Meta-outcome (outcome of the outcome) Again, asking about a meta-outcome could also yield the four possibilities listed above. When the prefix “meta” a used in other ways, it is also ambiguous in regard to scope and category.

“Chunk down” can mean either going to a smaller scope or to a more specific category. “Chunk up” can mean either going to a larger scope or to a more general category.

Reality Strategy “And the way you know that is. . . ?” asks for the evidence (the epistemological basis) for their experience. The responder may tell you a category (“That is one of the things my parents told me.”) or a scope of experience (“I saw it happen,” or “It’s in the Bible.”).



There are many ways to use the information in this very brief outline; here are just a few:

You can write down examples of what you have said to clients, and discover which patterns you typically use. The ones that you don’t use indicate ways to expand your range of skills and flexibility.

Better yet, make a transcript of a short segment of a session with a client, and notice both what patterns you use, and which patterns your client uses in response. Do they respond appropriately to the pattern in what you said, or not? If not, did you repeat what you said, or accept their inappropriate response?

You can do the same with transcripts of different therapy sesions, to notice how they are biased, and how this limits what they can accomplish. For instance, psychoanalysis mostly asks for an earlier scope of time, and the tired old, “How do you feel about that?” asks for a higher category, what is often called “meta” (All emotional feelings are “meta” to the experiences they evaluate.)

You can practice using different patterns together for greater effect, for instance: “When you see the larger context around that event, how else could you describe that situation?” asks first for an expanded scope of experience, and then for a recategorization of that scope.

As an exercise, pick any two patterns at random, and create a sentence that uses both; then notice your response to that sentence, how it changes your experience.

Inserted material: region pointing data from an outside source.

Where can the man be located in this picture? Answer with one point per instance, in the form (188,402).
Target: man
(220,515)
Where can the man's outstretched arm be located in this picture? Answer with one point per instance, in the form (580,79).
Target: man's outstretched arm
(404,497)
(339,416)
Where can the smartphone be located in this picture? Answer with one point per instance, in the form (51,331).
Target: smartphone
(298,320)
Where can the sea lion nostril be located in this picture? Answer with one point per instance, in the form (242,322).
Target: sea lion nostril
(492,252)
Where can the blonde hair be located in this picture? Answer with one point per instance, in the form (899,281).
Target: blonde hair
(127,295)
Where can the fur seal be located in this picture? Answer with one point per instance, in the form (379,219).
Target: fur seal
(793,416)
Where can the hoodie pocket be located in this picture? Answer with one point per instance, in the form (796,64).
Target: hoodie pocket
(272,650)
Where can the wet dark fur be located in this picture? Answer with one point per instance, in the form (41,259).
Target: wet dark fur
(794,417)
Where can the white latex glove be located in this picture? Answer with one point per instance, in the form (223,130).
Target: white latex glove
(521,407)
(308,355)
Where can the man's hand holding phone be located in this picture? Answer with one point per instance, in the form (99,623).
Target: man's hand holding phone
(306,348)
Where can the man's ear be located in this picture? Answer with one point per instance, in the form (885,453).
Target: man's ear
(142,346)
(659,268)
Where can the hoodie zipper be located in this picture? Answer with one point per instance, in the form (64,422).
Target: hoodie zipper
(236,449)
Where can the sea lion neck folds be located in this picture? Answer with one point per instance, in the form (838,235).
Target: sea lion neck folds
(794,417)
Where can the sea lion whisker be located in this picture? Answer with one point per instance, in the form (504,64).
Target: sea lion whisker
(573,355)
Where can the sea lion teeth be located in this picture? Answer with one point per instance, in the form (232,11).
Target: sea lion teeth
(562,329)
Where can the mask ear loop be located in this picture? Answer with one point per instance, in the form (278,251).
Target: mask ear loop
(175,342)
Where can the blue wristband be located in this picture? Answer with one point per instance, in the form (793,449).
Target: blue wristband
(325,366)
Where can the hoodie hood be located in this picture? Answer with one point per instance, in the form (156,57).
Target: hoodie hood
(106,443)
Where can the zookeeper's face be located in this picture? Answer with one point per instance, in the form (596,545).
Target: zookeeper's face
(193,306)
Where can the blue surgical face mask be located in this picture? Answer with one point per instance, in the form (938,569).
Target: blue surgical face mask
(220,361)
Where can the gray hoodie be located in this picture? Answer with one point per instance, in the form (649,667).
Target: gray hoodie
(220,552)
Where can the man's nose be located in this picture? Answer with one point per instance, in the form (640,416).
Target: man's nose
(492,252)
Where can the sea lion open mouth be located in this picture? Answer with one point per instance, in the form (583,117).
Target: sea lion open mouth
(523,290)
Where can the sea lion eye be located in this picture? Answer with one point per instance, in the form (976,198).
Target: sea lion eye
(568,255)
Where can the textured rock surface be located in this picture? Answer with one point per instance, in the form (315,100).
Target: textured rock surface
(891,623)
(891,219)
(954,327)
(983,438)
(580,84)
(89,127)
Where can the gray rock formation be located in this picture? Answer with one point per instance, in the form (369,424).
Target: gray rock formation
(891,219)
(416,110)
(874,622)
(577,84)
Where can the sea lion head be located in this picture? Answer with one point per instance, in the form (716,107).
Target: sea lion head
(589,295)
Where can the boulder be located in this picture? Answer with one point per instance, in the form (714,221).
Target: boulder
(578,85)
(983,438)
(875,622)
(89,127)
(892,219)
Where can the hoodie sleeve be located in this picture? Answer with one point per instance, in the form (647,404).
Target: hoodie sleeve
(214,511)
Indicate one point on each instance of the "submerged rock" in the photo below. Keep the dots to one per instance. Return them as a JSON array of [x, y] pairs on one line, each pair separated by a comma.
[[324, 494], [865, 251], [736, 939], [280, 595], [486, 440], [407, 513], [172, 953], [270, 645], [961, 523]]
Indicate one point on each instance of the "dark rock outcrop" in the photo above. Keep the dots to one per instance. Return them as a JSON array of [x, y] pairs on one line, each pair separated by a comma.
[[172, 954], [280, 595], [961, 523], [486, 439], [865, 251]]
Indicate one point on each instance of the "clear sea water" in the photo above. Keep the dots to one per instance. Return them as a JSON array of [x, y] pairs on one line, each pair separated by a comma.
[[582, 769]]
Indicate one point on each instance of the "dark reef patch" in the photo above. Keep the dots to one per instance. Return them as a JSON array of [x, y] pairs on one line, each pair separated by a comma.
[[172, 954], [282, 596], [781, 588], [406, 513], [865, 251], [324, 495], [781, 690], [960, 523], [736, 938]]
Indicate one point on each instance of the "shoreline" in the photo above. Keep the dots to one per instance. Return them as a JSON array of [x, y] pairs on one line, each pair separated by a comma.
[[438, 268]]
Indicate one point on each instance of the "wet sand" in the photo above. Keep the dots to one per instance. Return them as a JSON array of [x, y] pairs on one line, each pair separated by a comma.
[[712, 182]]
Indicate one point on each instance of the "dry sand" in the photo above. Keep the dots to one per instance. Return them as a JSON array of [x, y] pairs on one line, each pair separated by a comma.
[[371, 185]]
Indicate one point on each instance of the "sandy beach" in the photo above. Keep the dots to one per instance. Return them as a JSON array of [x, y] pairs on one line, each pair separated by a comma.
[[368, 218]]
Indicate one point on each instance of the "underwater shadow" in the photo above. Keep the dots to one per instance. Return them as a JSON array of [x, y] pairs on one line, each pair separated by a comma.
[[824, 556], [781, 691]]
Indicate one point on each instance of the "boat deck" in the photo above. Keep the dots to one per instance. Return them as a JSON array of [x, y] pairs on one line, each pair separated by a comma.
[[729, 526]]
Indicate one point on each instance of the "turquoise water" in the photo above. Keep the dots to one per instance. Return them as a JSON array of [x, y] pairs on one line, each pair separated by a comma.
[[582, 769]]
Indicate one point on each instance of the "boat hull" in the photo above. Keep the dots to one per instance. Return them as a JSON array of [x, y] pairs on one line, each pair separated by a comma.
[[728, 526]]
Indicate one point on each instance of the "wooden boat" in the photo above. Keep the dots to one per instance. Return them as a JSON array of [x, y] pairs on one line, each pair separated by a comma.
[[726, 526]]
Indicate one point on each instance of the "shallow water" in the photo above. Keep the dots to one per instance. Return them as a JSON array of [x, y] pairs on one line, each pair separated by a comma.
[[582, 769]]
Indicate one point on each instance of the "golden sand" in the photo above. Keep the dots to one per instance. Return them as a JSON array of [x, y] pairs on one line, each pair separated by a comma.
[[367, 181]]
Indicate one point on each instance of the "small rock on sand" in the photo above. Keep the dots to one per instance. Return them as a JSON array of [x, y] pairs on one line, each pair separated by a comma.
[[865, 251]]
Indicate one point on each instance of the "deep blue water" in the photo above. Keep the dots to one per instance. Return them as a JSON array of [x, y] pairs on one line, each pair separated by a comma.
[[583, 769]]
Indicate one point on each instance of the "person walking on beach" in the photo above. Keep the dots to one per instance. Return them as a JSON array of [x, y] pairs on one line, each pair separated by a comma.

You can say to a client, “Tell me more about that,” which is ambiguous, and notice which patterns they use in response to it, which will tell you something about how they are naturally organized—or how a previous therapist has trained them to respond in the therapy context. They might tell you more detail, they might tell you about its history, or its consequences, they might recategorize it, or tell you their intent or outcome. Generally speaking, the patterns that they don’t use will be more impactful in changing their experience, so they are more likely to be useful.